Kematian yang mengerikan ini mesti mereka lihat sebelum akhirnya mereka sendiri meregang nyawa. Kini Mary Jane Veloso, seorang ibu dari dua anak, menunggu kematiannya. Ia adalah potret buram perempuan marjinal yang ditindas berlapis oleh sistem dan budaya patriarkis. Ia korban KDRT, korban perdagangan manusia, dan hukum yang tidak manusiawi.
Ia akan dieksekusi Rabu (28/4), beberapa hari lagi. Sejauh ini, Presiden Joko Widodo hanya bicara bahwa menolak grasi terhadap hukuman mati kasus narkoba adalah terapi kejut. Jokowi diam ketika warga negaranya ramai-ramai membela Mary Jane. Ia tetap diam bahkan ketika berbagai elemen gerakan memprotes keputusannya. Jokowi juga diam dan membiarkan para pendukung fanatiknya menyerang dan menuduh mereka yang menolak hukuman mati sama dengan pendukung peredaran narkoba.
Saya tidak tahu bagaimana harus menjelaskan ini.

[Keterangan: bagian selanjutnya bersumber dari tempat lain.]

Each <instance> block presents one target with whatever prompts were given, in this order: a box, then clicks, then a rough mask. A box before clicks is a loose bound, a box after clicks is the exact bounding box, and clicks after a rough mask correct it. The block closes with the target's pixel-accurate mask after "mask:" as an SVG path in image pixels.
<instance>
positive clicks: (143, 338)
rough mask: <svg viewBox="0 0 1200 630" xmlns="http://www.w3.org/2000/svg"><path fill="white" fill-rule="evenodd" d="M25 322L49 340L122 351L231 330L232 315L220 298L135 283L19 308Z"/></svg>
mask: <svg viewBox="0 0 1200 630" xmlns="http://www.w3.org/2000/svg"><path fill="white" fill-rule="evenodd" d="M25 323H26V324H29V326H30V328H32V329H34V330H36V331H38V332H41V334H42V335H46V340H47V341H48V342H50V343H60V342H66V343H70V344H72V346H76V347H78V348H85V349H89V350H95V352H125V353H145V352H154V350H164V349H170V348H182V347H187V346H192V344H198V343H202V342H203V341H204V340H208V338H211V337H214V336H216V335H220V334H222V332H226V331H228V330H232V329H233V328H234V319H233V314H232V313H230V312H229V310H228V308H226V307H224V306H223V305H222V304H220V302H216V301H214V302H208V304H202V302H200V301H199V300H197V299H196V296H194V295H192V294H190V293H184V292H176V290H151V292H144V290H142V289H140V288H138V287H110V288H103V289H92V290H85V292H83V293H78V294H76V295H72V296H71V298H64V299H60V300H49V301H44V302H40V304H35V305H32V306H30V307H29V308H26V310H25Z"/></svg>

Ketika saya membela hak hidup Mary Jane, orang-orang dengan gagah menuduh saya mendukung peredaran narkoba. Saya menolak hukuman mati, dan saya menolak keberadaan narkoba. Saya hanya tidak ingin kita membunuh orang yang tidak bersalah.
Pada titik ini, Prabowo jauh lebih baik daripada Jokowi. Prabowo, dalam laporan utama majalah TEMPO edisi 28 Oktober 2013, mengaku secara terbuka mengenai keterlibatannya dalam kasus penculikan aktivis. Ia tidak ngumpet dan bersedia bertanggung jawab atas apa yang dilakukan oleh tim mawar yang dipimpinnya.
Prabowo jauh lebih bermartabat ketika ia mengaku dan tidak beralasan ini-itu. Sedangkan Jokowi? Ia hanya bisa menyalahkan menteri karena tidak membaca kertas berisi peraturan yang ditandatanganinya.
Semoga saja penolakan grasi Mary Jane bukan karena ia alpa membacanya.